By a final score tailor-made for a newspaper headline -- "Rout 66" -- UCLA ran coach John Mackovic's Longhorns off their own field 66-3. Fans poured out of Darrell K Royal-Texas Memorial Stadium well before halftime, scrambling to avoid seeing any more of the worst Texas loss since 1904.
But Texas' darkest hour came just before the dawn.
The humiliating defeat finally gave the burnt orange brass the impetus to fire Mackovic the day after a season-ending loss to Texas A&M.

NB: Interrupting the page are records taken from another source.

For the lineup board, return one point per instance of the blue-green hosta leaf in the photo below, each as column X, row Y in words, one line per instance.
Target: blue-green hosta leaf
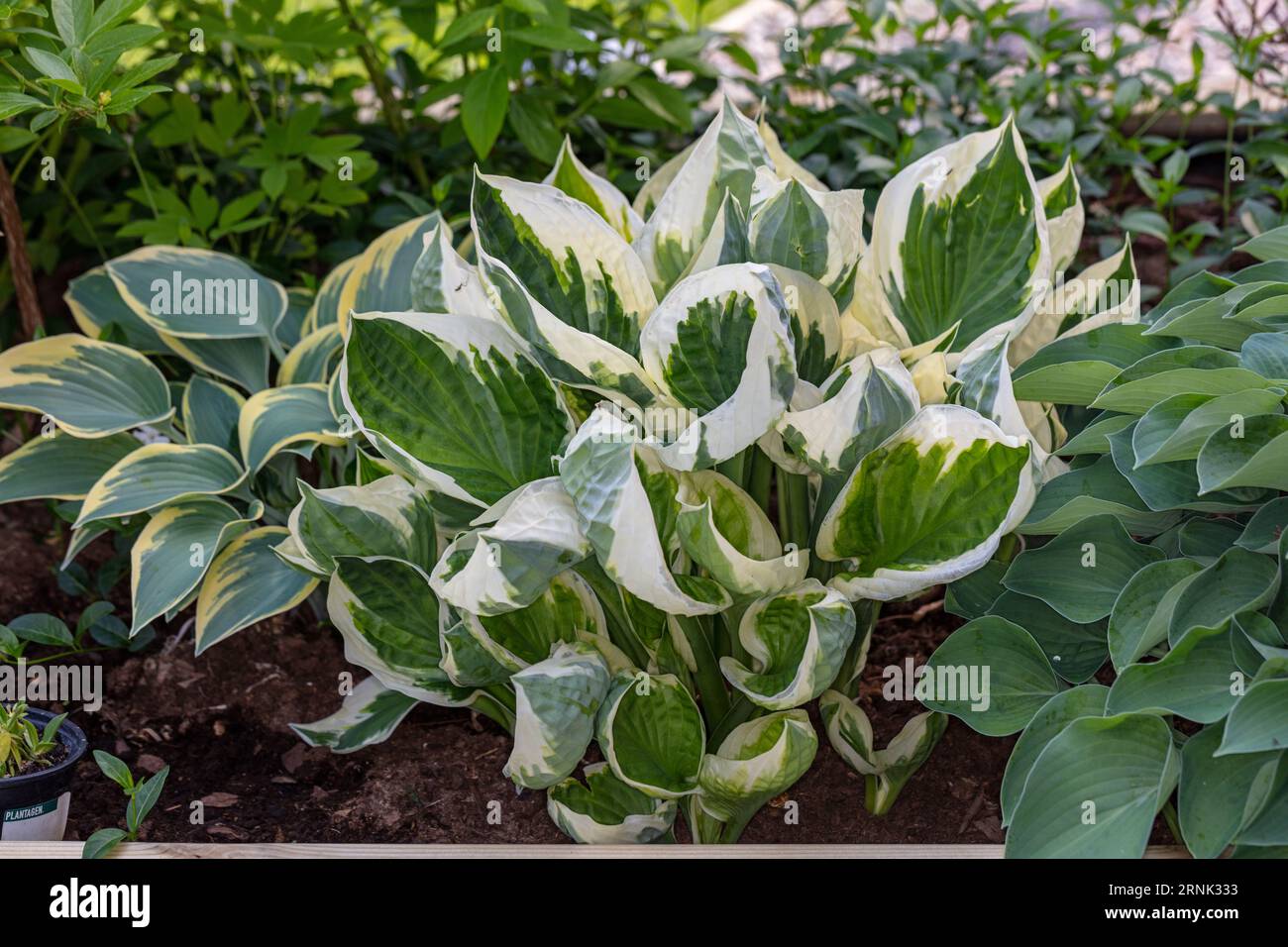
column 928, row 505
column 198, row 294
column 95, row 304
column 1142, row 612
column 60, row 467
column 1074, row 368
column 1237, row 581
column 1061, row 202
column 720, row 346
column 604, row 478
column 175, row 549
column 1194, row 680
column 990, row 674
column 797, row 641
column 1219, row 795
column 889, row 770
column 210, row 411
column 724, row 159
column 248, row 582
column 597, row 193
column 756, row 762
column 958, row 239
column 445, row 282
column 606, row 812
column 456, row 397
column 1090, row 491
column 1177, row 428
column 380, row 278
column 1057, row 712
column 566, row 611
column 90, row 388
column 384, row 518
column 1245, row 453
column 366, row 718
column 313, row 359
column 326, row 304
column 1095, row 789
column 1081, row 571
column 724, row 531
column 275, row 418
column 815, row 232
column 156, row 474
column 864, row 401
column 652, row 735
column 557, row 701
column 566, row 256
column 535, row 536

It replaced him with Mack Brown.
On Saturday, Brown's 16-year tenure as Texas' head coach mercifully reached its conclusion, following months of speculation on when he ultimately would be forced out. After four seasons of relative mediocrity, Brown resigned, clearing the way for Texas to make another new start.
Predictably, Brown's failures the past four seasons will envelop his exit. No Big 12 titles. No 10-win seasons. Only one victory over Oklahoma, which came far too late to save his job.
Yet even the staunchest of Brown's adversaries can't deny he leaves Texas in better shape than when he got there.
And in turn, the Big 12 is better off with him having coached in it.
"He elevated the Texas football program," said former Oklahoma athletic director Donnie Duncan, who was one of the chief architects of the Big 12. "And that elevated the conference."
Brown's arrival in the Big 12 came at the perfect time, as Nebraska was carrying the torch for the conference in 1997.
The Cornhuskers had captured their third national championship in four years and had become college football's most dominant program.
But after that season, legendary coach Tom Osborne retired, starting a steady decline for Nebraska.
The Big 12 would need one of its other brands to emerge. Thanks to Brown and Bob Stoops, two did.
"Mack drove the competition around him to be better," said Gil Brandt, a former longtime executive with the Dallas Cowboys.
Before Brown came to Texas, the Red River Rivalry had plummeted to an all-time low.
Texas was a mess, and Oklahoma was in even worse shape under coach John Blake. The 1997 meeting was between teams that would go a combined 8-15 -- reducing the Big 12's premier rivalry game to a caricature.
The game still mattered along the Interstate 35 corridor. Elsewhere, it was barely noticed, including by recruits.
"Nobody cared about the Texas-OU rivalry then," said Rod Babers, who was a blue-chip defensive back out of Houston in the 1999 recruiting class. "It wasn't nationally relevant anymore."
Babers wanted to play in big college rivalry games. But that didn't include anywhere in the Big 12. So he initially had his eyes cast to Florida State, which had nationally relevant rivalry games with Florida and Miami.
But Brown soon would give Babers, and the state's other top players, a reason to look at Texas again.
Immediately after getting the job, Brown persuaded star running back Ricky Williams to return to school for one more year. Williams would go on to capture the Heisman Trophy in a 9-3 season -- an amazing one-year turnaround.
The following year, Stoops was hired at Oklahoma. Almost overnight, with the Longhorns and Sooners back to being perennial top-10 teams, the national spotlight returned to the Red River Rivalry.
"Mack Brown and Bob Stoops brought the rivalry back to national relevance, to where young kids being recruited actually cared about it," said Babers, who ended up signing with the Longhorns and became an All-Big 12 cornerback. "It meant something to them. It mattered. They paid attention to it again.
"One of the triumphs of Mack Brown was his role in bringing Texas-OU back to national relevance."
As a result, even as Nebraska dipped, the Big 12 remained nationally relevant.
Thanks to the Longhorns and Sooners, the Big 12 had a representative in the national championship game seven of 10 years from 2000 to 2009.
"Having a team in the national championship is big exposure," Duncan said. "Big for the team. Big for the conference."
Such exposure also translated into dollars.
"Texas gives the Big 12 national exposure on television," Brandt said. "Alone, there are teams in the Big 12 that don't get big TV numbers. But when they play Texas, they do."
In the spring, the conference distributed a record $198 million in television revenue to its 10 members. Without Brown turning Texas around 16 years ago, such a figure would not have been possible.
"Texas is a brand," Duncan said. "The combination of the brand and the success of the team generates that level of television interest. And that has a trickle-down effect."
Brown's success elevating Texas goes beyond Austin.
It has trickled to all corners of the Big 12.